A range of customisable faceting options are also provided that allow you to define your own faceting functions:

  • the Custom text… facet;
  • the Custom Numeric… facet

More conveniently, a range of predefined Customized facets are provided that provide shortcuts to “bespoke” faceting functions:

So for example:

  • the word facet splits strings contained in cells into single words, counts their occurrences throughout the column, and then lists unique words and their occurrence count in the facet panel. This faceting option thus provides a way of selecting rows where the contents of a particular column contain one or more specified words. (The user defined GREL custom text facet ngram(value,1) provides a similar (though not identical) result – duplicated words in a cell are identified as unique by the single word ngram function; see also split(value," "), which does seem to replicate the behaviour of the word facet function.)
  • the duplicates facet returns boolean values of true and false; filtering on true values returns all the rows that have duplicated values within a particular column; filtering on false displays all unique rows.
  • the text length facet produces a facet based on the character count(?) of strings in cells within the faceted column; the custom numeric facet length(value) achieves something similar; the related measure, word count, can be achieved using the custom numeric facet length(split(value," "))

Note that facet views can be combined. Selecting multiple rows within a particular facet panel provides a Boolean OR over the selected values (that is, if any of the selected values appear in the column, the corresponding rows will be displayed). To AND conditions, even within the same facet, create a separate facet panel for each ANDed condition.

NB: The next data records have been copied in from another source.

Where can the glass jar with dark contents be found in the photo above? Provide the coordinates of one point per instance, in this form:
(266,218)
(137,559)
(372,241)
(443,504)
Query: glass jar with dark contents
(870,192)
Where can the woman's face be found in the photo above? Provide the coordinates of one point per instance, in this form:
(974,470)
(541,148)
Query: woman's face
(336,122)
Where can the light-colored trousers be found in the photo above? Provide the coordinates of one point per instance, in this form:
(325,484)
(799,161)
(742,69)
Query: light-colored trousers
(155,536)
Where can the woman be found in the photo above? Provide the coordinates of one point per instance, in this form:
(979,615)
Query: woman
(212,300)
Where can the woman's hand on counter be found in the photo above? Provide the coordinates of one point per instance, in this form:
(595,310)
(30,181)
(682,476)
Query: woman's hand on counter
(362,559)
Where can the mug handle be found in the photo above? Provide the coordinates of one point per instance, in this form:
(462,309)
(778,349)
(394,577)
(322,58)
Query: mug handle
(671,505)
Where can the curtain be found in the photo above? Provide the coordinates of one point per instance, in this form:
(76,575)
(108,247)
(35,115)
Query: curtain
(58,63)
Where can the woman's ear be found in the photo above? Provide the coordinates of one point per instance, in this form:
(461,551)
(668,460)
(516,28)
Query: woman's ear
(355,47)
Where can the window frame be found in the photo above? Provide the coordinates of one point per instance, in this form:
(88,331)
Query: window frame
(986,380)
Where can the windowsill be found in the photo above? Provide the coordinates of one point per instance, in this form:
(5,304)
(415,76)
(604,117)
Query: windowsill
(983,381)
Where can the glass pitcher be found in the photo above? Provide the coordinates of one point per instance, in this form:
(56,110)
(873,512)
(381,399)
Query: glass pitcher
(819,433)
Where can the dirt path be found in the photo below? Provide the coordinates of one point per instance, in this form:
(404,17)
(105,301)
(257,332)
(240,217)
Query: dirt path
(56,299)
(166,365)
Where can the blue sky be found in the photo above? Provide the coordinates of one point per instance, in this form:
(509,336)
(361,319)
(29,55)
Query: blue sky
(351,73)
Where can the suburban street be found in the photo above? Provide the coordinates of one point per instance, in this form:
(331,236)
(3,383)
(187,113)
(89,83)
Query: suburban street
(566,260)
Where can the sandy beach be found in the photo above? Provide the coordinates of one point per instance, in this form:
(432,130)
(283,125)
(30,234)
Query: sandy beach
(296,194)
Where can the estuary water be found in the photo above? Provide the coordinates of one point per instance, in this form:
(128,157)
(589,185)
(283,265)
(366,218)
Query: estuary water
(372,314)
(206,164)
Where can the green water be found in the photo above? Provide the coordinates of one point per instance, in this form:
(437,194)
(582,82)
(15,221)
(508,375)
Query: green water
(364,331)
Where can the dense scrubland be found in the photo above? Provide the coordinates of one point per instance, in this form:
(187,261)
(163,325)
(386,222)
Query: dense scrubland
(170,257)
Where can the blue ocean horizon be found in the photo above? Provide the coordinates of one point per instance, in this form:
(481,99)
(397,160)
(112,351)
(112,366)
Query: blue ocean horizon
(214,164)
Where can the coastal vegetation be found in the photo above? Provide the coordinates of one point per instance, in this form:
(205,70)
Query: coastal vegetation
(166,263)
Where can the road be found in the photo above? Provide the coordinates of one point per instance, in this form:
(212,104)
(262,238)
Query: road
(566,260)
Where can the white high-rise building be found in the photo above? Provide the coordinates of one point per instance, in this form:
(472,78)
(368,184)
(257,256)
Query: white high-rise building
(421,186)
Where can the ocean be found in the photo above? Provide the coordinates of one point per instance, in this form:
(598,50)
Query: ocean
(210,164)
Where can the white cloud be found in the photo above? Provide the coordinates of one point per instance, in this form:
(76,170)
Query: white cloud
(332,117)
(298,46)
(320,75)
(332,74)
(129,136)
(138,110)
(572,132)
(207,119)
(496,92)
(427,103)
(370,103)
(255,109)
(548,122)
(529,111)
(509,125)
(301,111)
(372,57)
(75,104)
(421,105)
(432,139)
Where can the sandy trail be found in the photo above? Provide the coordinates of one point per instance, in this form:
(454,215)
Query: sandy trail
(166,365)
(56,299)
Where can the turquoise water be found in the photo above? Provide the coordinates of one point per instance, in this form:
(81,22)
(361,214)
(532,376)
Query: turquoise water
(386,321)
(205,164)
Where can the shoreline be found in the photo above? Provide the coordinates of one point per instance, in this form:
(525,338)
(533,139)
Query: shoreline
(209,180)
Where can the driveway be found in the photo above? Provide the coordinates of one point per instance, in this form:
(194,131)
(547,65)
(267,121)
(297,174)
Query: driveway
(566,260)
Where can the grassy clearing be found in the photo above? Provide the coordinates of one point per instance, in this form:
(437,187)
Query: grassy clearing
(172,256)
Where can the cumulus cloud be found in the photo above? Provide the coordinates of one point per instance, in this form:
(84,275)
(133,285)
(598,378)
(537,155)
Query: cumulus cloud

PS On the OpenRefine (was Google Refine) name change, see From Freebase Gridworks to Google Refine and now OpenRefine. The code repository is now on github: OpenRefine Repository. I also notice that openrefine.org/ has been minted and is running a placeholder instance of WordPress. I wonder if it would be worth setting up an aggregator for community posts, a bit like R-Blogger (for example, I have an RStats category feed from this blog that I syndicate to the RBloggers aggregator, and have just created an OpenRefine category that could feed a OpenRefinery aggregator channel).

PPS for an example of using OpenRefine to find differences between two recordsets, see Owen Stephens’ Using Open Refine for e-journal data.